Itraconazole Nanosuspension Meant for Oral Use: Development of Formulation, Characterization and In Vitro Comparison with Some Marketed Formulations

Author(s): Shivanand Pandey

Itraconazole was formulated in a nanosuspension to increase the aqueous solubility and to improve its formulation related parameters, dissolution and hence oral bioavailability. Itraconazole Nanosuspension was prepared by pearl milling technique using zirconium oxide beads as a milling media, Poloxamer 407 as a stabilizer and Gycerol as a wetting agent. Effect of various process parameters like, stirring time and ratio of the beads were optimized by keeping Drug:surfactant:milling media (1:3.0:50) as a constant initially then optimized process parameters were used to optimize formulation parameters by 32 factorial designs.
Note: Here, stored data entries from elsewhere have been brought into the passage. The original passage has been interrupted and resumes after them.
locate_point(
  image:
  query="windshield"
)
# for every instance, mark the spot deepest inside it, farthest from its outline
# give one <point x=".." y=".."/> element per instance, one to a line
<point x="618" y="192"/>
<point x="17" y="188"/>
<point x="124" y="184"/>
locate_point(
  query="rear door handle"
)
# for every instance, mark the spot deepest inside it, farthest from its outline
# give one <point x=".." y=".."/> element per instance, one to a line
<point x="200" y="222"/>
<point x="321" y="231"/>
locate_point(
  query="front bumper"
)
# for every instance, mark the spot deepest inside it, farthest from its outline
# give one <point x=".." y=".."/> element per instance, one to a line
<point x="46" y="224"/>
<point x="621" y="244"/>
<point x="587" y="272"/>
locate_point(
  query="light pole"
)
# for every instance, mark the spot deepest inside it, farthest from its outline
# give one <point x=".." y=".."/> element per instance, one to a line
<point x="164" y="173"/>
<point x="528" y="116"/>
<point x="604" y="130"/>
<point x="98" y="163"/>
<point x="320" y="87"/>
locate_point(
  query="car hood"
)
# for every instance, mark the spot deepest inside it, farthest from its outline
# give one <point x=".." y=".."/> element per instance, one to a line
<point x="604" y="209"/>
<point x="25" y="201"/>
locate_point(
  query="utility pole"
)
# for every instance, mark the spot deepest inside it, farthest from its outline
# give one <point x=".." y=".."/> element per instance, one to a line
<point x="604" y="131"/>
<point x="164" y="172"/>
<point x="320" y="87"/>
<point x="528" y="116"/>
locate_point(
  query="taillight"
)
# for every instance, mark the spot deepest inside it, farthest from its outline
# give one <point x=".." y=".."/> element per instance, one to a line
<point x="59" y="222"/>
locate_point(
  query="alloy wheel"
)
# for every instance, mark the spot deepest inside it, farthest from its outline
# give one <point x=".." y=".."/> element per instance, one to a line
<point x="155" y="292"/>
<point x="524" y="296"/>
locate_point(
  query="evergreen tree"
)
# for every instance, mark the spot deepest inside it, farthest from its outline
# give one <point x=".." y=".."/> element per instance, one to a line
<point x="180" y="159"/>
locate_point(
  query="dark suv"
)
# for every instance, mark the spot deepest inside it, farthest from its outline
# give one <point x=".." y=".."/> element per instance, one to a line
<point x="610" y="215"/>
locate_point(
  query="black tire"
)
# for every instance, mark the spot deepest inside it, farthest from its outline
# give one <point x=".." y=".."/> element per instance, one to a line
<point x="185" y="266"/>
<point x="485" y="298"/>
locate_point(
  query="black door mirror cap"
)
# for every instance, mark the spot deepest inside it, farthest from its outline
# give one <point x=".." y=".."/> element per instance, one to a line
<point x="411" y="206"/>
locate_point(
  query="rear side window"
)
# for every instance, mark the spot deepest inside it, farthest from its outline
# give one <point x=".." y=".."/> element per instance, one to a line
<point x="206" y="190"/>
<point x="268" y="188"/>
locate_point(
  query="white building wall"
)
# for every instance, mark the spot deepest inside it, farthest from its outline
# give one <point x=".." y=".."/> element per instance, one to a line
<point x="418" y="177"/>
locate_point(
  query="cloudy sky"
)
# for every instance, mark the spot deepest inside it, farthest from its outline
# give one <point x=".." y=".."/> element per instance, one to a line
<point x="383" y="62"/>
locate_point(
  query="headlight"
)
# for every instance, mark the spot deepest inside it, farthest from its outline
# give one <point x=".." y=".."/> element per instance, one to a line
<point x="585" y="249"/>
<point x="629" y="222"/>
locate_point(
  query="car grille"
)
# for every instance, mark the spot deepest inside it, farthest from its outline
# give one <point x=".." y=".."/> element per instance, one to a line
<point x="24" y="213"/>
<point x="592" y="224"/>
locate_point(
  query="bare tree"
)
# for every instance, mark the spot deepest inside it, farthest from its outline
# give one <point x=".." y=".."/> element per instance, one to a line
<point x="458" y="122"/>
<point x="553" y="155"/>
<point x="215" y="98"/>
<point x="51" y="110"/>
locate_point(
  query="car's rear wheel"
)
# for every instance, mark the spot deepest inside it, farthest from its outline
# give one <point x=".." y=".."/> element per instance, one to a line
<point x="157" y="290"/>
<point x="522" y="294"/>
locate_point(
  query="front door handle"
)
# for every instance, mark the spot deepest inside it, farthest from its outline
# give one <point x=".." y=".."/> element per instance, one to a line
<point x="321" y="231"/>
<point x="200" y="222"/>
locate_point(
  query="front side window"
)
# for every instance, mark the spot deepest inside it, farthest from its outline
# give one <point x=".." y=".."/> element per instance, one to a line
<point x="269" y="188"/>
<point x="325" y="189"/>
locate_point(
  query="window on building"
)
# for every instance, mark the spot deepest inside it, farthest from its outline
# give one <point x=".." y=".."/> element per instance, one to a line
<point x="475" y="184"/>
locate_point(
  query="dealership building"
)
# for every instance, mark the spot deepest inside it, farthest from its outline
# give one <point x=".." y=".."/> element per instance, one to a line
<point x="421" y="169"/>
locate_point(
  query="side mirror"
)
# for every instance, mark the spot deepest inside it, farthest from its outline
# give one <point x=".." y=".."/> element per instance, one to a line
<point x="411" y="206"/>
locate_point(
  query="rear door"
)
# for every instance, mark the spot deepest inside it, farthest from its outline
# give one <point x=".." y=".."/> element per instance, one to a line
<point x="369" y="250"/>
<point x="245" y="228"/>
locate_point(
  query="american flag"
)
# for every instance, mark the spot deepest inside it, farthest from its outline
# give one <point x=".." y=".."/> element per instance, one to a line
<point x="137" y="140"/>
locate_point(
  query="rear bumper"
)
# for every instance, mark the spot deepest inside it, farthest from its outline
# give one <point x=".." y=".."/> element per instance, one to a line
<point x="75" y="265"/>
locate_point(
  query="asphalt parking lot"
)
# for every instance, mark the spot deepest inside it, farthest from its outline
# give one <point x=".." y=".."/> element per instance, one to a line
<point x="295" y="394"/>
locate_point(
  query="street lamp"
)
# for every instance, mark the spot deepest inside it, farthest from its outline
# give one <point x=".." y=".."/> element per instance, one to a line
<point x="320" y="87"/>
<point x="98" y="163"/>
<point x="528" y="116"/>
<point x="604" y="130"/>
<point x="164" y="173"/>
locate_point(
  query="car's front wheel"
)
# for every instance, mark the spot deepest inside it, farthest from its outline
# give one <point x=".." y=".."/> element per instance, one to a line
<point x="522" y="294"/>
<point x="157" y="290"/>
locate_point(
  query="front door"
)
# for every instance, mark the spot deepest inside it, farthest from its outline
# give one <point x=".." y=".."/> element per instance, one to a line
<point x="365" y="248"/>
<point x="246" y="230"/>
The optimized nanosuspension was lyophilized using mannitol (1:1 ratio) as a cryoprotectant. Characterization of nanosuspension was performed by particle size and size distribution, drug content, Scanning electron microscopy, Differential scanning colorimetry and X-ray diffraction technique. Optimized nanosuspension showed a mean particle diameter of 294nm, spherical shape with surface oriented surfactant molecules, which were stabilized formulation, high drug content, no chemical instability and no significant change in crystalline nature after formulation also. The in vitro dissolution profile of optimized formulation compared to pure drug and marketed formulation (Canditral Capsule) using 0.1N Hydrochloric acid as dissolution medium showed higher drug release compared to the pure drug and marketed formulation.